It has been just over two years now since Microsoft’s Phil Spencer promised that mouse-and-keyboard support for the Xbox One was “not years away, it’s more like months away.” Though that’s a promise Microsoft has echoeda few times in the years since, thus far Minecraft is the only game on the platform with official support for the PC player’s controller of choice.
Over the weekend, though, Windows Central got its hands on a purported internal Microsoft presentation from earlier in the year detailing plans for the impending rollout of robust mouse-and-keyboard support for the Xbox One.
The developer-focused presentation, which also integrates lessons from Razer’s living room-focused lapboard peripheral, suggested an April API rollout to developers ahead of a planned fall announcement of support for players. It’s unclear, though, if those plans have changed since the presentation was given (Microsoft did not respond to a request for comment).
As reported, though, the presentation suggests that any Windows-compatible, non-Bluetooth USB mouse and keyboard (including ones that use USB wireless dongles) will soon be fully compatible with the Xbox One.

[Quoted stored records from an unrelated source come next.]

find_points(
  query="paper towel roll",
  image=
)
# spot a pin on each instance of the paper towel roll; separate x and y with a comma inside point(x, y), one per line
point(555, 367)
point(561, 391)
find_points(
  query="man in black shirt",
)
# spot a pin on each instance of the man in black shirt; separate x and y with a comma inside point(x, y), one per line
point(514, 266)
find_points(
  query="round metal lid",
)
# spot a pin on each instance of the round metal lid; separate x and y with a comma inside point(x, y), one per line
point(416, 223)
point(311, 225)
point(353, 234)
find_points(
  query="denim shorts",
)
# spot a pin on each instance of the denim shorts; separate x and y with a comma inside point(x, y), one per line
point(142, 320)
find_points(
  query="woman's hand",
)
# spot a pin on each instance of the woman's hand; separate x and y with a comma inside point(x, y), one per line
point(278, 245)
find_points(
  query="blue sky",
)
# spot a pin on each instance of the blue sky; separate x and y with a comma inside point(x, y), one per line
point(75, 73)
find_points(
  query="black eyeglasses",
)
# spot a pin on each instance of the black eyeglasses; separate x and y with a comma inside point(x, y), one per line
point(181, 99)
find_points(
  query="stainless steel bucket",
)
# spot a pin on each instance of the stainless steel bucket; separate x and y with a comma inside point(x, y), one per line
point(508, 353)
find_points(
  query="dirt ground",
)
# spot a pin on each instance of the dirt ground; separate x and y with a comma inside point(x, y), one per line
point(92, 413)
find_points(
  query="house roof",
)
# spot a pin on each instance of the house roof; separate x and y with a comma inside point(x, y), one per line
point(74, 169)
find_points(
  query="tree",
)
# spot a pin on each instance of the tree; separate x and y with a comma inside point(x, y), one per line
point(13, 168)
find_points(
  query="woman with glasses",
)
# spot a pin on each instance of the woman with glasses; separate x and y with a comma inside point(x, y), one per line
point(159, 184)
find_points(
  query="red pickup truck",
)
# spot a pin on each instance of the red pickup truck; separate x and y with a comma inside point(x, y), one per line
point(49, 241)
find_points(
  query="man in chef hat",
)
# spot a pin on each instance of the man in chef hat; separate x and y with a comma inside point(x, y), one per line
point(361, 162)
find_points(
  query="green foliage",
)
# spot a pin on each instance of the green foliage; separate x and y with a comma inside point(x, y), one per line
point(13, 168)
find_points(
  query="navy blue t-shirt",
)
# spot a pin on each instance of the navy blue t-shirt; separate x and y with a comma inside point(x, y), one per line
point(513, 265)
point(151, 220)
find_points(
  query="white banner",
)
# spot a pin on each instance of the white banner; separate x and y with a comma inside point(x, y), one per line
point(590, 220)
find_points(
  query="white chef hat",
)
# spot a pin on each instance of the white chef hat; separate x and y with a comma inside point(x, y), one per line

While all Xbox One titles would still need to support a standard gamepad, according to the presentation, a new Xbox API would build off the existing Universal Windows Program mouse APIs to provide Xbox One developers with relative and absolute mouse pointer information and click details for up to five mouse buttons. Developers would be able to customize the visibility and appearance of the mouse pointer in Xbox One titles as well.
Microsoft’s presentation also addressed concern over the competitive balance issues introduced by letting mouse-and-keyboard players compete against those using a gamepad. While the final call will be up to the individual developers, Microsoft is apparently encouraging game makers to monitor the presence of a mouse and keyboard and use that information in setting matchmaking rules online.
That’s not a bad idea, as pastexperience has shown mouse and keyboard players often have a distinct advantage over those using analog pads. The presentation also suggests that Microsoft may be looking to detect and crackdown on unlicensed accessories like the XIM 4 that convert mouse and keyboard inputs into standard gamepad signals, which can give users an unfair advantage over players using a regular gamepad.
Given Microsoft’s past statements on mouse-and-keyboard support on Xbox One and continued player interest in the feature, it seems clear the feature will be coming to Microsoft’s console sooner or later. Based on this leaked presentation, though, there’s some reason to believe it will actually be sooner.